Open schakrava opened 9 years ago
Inline Dedup needs tightly integration with filesystem or to implement it's own design, so the brighter future would be to merge opendedup code with existing filesystem design into mainline kernel, otherwise user either 1) build it's own protection layer underneath the dedup FS or 2) using dedup FS on top of raw devices which is on top of existing filesystem, this introduces one more layer of filesystem which could mean some degree of performance penalty.
I'd suggest to integrate duperemove support, https://github.com/markfasheh/duperemove . I'ts out-of-bound dedup, so you can selectively dedupe files/directories you want.
Personally I'm not in favour of inband de-duplication unless it appears proper in btrfs, its a potentially massive performance / complexity hit for dubious gains in "storage is getting cheaper" environment. In the ZFS world it is almost always discouraged and has a massive impact on performance, and system requirements escalate hugely in RAM and CPU. All for a saving on space. Any additional project would be putting a moving target between services and file-system which doesn't seem like a good idea; unless it's actually in the file system (and matured (see raid 5/6)), but it will still be very costly. Non inline options such a duperemove are a different story; although I would shy away from it myself as I am unsure how it plays with btrfs's idea of how many copies it keeps of each piece of data. duperemove is also quite a small project as it goes; predominantly 1 person.

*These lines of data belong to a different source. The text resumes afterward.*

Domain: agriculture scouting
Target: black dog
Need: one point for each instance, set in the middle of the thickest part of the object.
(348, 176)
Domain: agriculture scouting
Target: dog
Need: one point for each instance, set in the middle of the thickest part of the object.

I think there is plenty already going on with kernel and btrfs-progs to rule this out as too risky.
There are dedup plans in the works for btrfs so I say we keep an eye on those and only respond to them when the time seems right; which will probably not be soon.
De-duplication ultimately reduces redundancy which seems like the wrong way to go. Any shared extent will multiply the risk of loss.

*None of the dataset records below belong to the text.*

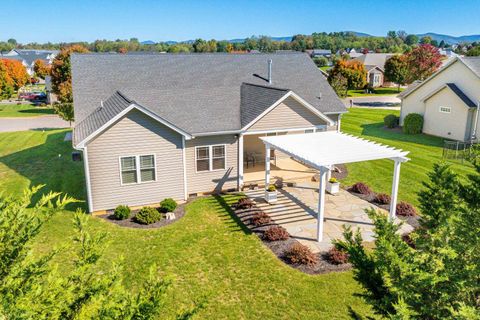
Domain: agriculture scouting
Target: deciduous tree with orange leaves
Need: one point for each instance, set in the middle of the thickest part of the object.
(62, 74)
(17, 75)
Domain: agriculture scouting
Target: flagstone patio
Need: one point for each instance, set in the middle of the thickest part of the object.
(296, 211)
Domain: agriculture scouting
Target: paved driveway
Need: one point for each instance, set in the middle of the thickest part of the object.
(22, 124)
(380, 102)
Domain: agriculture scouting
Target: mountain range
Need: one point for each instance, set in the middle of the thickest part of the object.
(435, 36)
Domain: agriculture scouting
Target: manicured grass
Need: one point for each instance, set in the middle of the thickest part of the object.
(210, 256)
(378, 92)
(424, 152)
(23, 110)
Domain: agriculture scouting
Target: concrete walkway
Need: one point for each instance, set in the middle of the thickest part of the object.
(296, 210)
(31, 123)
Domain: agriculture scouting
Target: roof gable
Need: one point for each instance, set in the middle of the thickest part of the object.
(199, 93)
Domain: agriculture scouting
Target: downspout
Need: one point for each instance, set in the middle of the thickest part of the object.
(474, 131)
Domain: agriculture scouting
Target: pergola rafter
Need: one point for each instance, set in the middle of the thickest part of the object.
(322, 150)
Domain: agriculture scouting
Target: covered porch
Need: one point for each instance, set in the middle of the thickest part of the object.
(325, 149)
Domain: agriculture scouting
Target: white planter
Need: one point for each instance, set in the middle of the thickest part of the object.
(333, 188)
(271, 196)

Good to have a flow of ideas though; but apparently I'm not a fan of dedup :smile:
It's great to see @kdave here and recommend duperemove. I've experimented with it a while ago, but just did a new install on a Rockstor box here to test with. I've created another issue to track progress of adding dupremove support. https://github.com/rockstor/rockstor-core/issues/686
Well it's nice to have this out-of-band file-level dedup feature, user can switch it on or off to specific shares given that different subvolumes could have different characristics regarding data protection.

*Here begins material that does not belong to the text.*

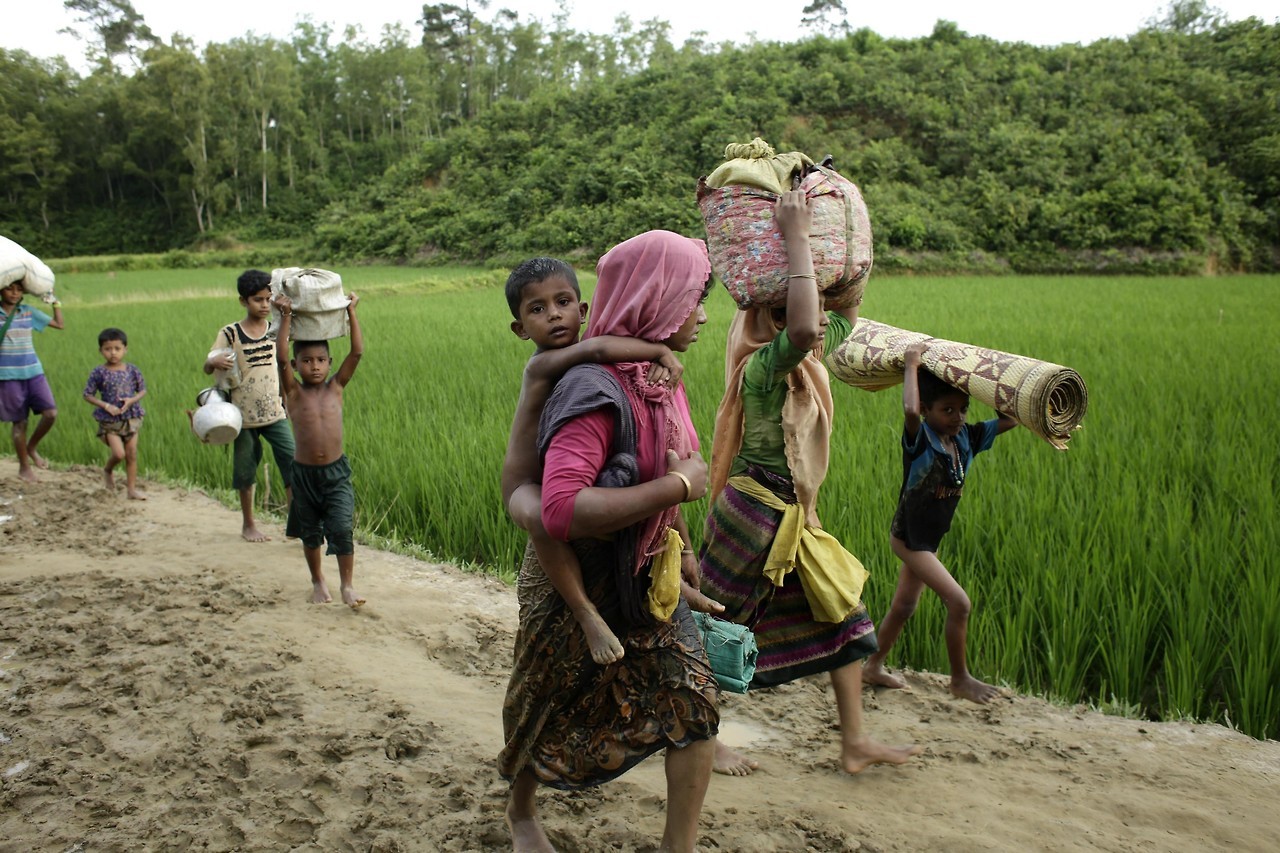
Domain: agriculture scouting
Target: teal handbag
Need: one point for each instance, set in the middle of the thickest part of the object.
(731, 649)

It's true de-dup feature heavily relies on underneath data protection and redundancy, so if this feature is introduced to Rockstor someday, better remind user that a dedup-enabled subvolume should sits in a protected pool like raid 1/10/5/6, by doing so we probably could have a distro targeting both purposes: performance-oriented NAS and dedup/ archiving-oriented Backup.
@phillxnet: the in-band dedup usage should be justified, as mentioned, it has high penalty in cpu and memory use. The benefits of immediate space savings should be estimated before it gets turned on. The out-of-band dedup is available today, the duperemove is just a user friendly tooling around the ioctl. It provides bare minimum to use it plus some additional features like scanning and storage of the results in a separate file for the actual deduplication. I find this very convenient and easy to integrate.
I'm not aware of any similar tool that's comparable in terms of features and development activity, and I'm certainly not writing it off just because there's one main developer. You can see contributions from more people, and you can view users giving feedback as part of the development process.
Regarding the redundancy points, that should be addressed on a different layer in general, but I understand the problem where a single error multiplies in the deduped data.
@kdave Thanks. On reflection my post was a little overly discouraging and erred on the naysayer side. And I certainly did not mean to cast aspersions on the development of duperemove; we are after all in the business of a few people being able to make a difference.
That said I am just cautious of increasing complexities in the fundamentals of Rockstor; however @suman is certainly in favour and that’s good enough for me. Also I was unaware of the btrfs-extent-same ioctl maturity so that puts a more positive light on it, at least for me.
I was thinking more of the file systems directive of safe storage; but yes there is definitely the efficient storage side as well, which extent sharing could address. I’m not really in a position to evaluate duperemove alternatives and given @suman has previously chosen to play with duperemove and you have since then put it forward then all would seem to be progressing nicely; bar the naysayers of course :)
Oh and welcome from me too.
@freeurmind Yes the selective nature is quite nice, and yes I agree that a user explanation of the nature of what is happening and it’s various payoffs would be in keeping; the duperemove readonly mode would come in there.
From a user:
Hey,
Really liking this product. Is there any plans to implement deduplication? I was looking at http://www.opendedup.org/ but I don't like how you use it.. Not very user friendly.
But their dedupe technology is really good. Any chance of getting something like that implemented in this product?